Die vierte Tour ging aufs Fellhorn im Gsiesertal. Hier durfte ich den Hans aus Innsbruck begleiten. Das Wetter war gut, der Schnee fast weg und wir hatten sehr gute Gespräche. Das Führen wird fast schon zur Routine - ich darf aber immer noch dazulernen - besonders interessant ist es da, aufmerksam zuzuhören, was die Führenden vor und hinter mir weitergeben, die schon wesentlich mehr Erfahrung haben.
Der Bösring in Osttirol meint es bei unserer fünften Tour nicht so gut mit uns - sehr steile Forstwege, die die ganze Gruppe zum langsameren Gehen zwingen und oben dann doch auch wieder Schnee und teilweise Regen und ein sehr kalter Wind. Als bei dem einen oder anderen die Kondition nachlässt bewundere ich die Führungsqualität von Franz und Ursula: Franz nimmt die Schwächsten der Gruppe ganz zu sich und geht ein sehr langsames Tempo voraus und Ursula schaut am Schluss der Gruppe, dass niemand zurückbleibt. Das hat mir sehr gefallen und zeigt, wie gut eine Gruppe unterwegs ist! Am Gipfel, als wir alle nass sind und ein kalter Wind pfeift, schlägt Ursula vor, ein Lied zu singen - "Lobet und preiset ihr Völker den HERRN", das wir sogar als Kanon ganz gut hinbekommen haben. So ein Danklied singen trotz sehr widriger Umstände - MEGA! Und auch das darf ich für mein Leben "mitnehmen"!
Die letzte Tour am Freitag führte auf einen geschichtsträchtigen Berg - den Croda d'Ancona. Hier haben wir besonders im Gipfelbereich viele Spuren vom 1. Weltkrieg gesehen - Schützengräben, Unterstände usw.... Am Gipfel hat dann die Ursula eine kleine Schlussandacht gehalten indem wir gedankt haben, dass sich die ganze Woche niemand verletzt hat und wir immer gut rauf und herunter gekommen sind. Hawar hat nach seiner dritten Teilnahme sein Edelweißkreuz bekommen. Und schließlich haben wir noch zusammen das Vaterunser gebetet. War auch irgendwie ergreifend - und mich hat da besonders der Satz "DEIN Reich komme" angesprochen. Wie wir aktuell auf dem Gipfel gesehen haben, kommen und gehen irdische Reiche - aber SEIN Reich wird kommen, das darf uns auch für unser Leben ermutigen!
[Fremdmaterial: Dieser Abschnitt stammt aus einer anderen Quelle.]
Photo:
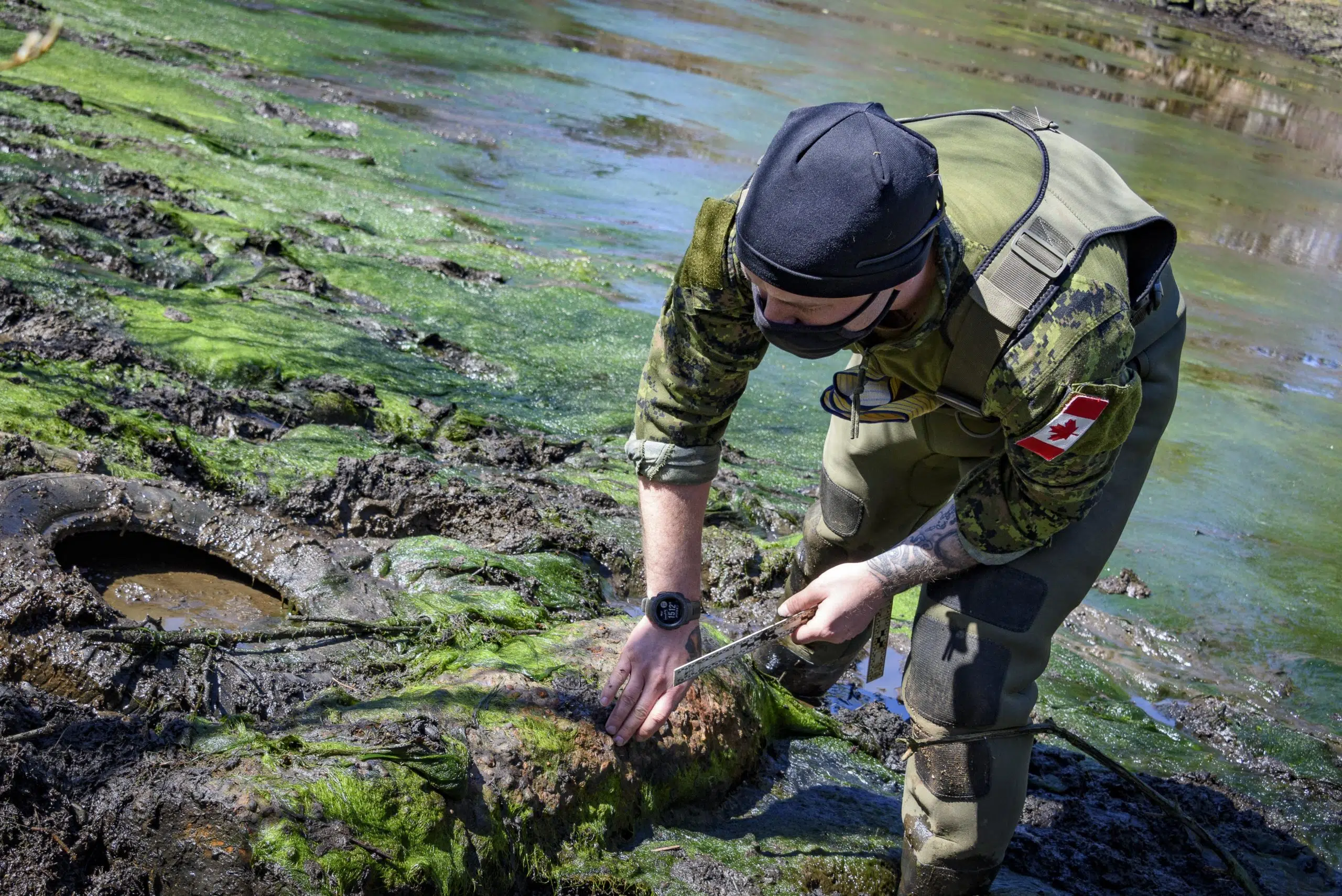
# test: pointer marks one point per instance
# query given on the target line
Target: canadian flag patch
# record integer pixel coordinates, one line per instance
(1063, 431)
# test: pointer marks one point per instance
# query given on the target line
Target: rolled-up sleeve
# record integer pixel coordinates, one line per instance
(704, 349)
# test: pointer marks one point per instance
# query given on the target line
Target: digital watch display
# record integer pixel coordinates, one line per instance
(670, 609)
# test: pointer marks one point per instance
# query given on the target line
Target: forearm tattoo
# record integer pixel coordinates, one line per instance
(933, 552)
(694, 644)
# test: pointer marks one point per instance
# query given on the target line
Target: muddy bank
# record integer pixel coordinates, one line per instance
(1309, 29)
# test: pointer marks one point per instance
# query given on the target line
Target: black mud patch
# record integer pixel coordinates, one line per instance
(394, 495)
(100, 803)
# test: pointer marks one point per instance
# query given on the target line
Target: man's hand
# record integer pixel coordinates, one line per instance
(850, 593)
(646, 670)
(847, 597)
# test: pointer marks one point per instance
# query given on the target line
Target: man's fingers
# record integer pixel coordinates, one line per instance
(612, 685)
(641, 714)
(816, 630)
(806, 599)
(661, 711)
(633, 691)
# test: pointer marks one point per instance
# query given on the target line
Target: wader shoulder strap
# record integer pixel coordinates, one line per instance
(1079, 199)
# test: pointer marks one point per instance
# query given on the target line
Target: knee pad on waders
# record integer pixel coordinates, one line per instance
(807, 671)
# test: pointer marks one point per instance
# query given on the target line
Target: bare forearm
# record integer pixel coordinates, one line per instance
(933, 552)
(673, 536)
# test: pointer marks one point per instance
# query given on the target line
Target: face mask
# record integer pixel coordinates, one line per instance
(816, 341)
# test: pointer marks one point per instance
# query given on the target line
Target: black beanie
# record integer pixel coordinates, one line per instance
(838, 196)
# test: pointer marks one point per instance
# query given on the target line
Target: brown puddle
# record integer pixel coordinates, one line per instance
(142, 576)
Schließlich bin ich nun froh, dass ich "auserkoren" wurde, diesen Bericht zu schreiben, auch wenn ich anfangs dachte, ob ich das gut hinbekomme. Aber so habe ich mich doch nochmal besser erinnern können, was in der Woche alles passiert ist und das ist gut und wertvoll. Vielleicht gibt dieser Bericht auch allen die dabei waren aber auch allen, die nicht dabei waren, nochmal eine gute Rückschau oder einen Einblick, wie es bei einer Blindenwanderfreizeit so abläuft.
Beim Verabschieden am Freitag wusste ich sogar alle Namen ohne darüber nachzudenken - selbst den von Annette!
Die Woche war zusammenfassend eine wirklich bereichernde Zeit für mich - nicht nur die persönlichen Kontakte und die traumhaften Wanderungen. Ich hoffe auch, dass die eine oder andere Begebenheit noch in mein jetziges Leben nachwirken darf!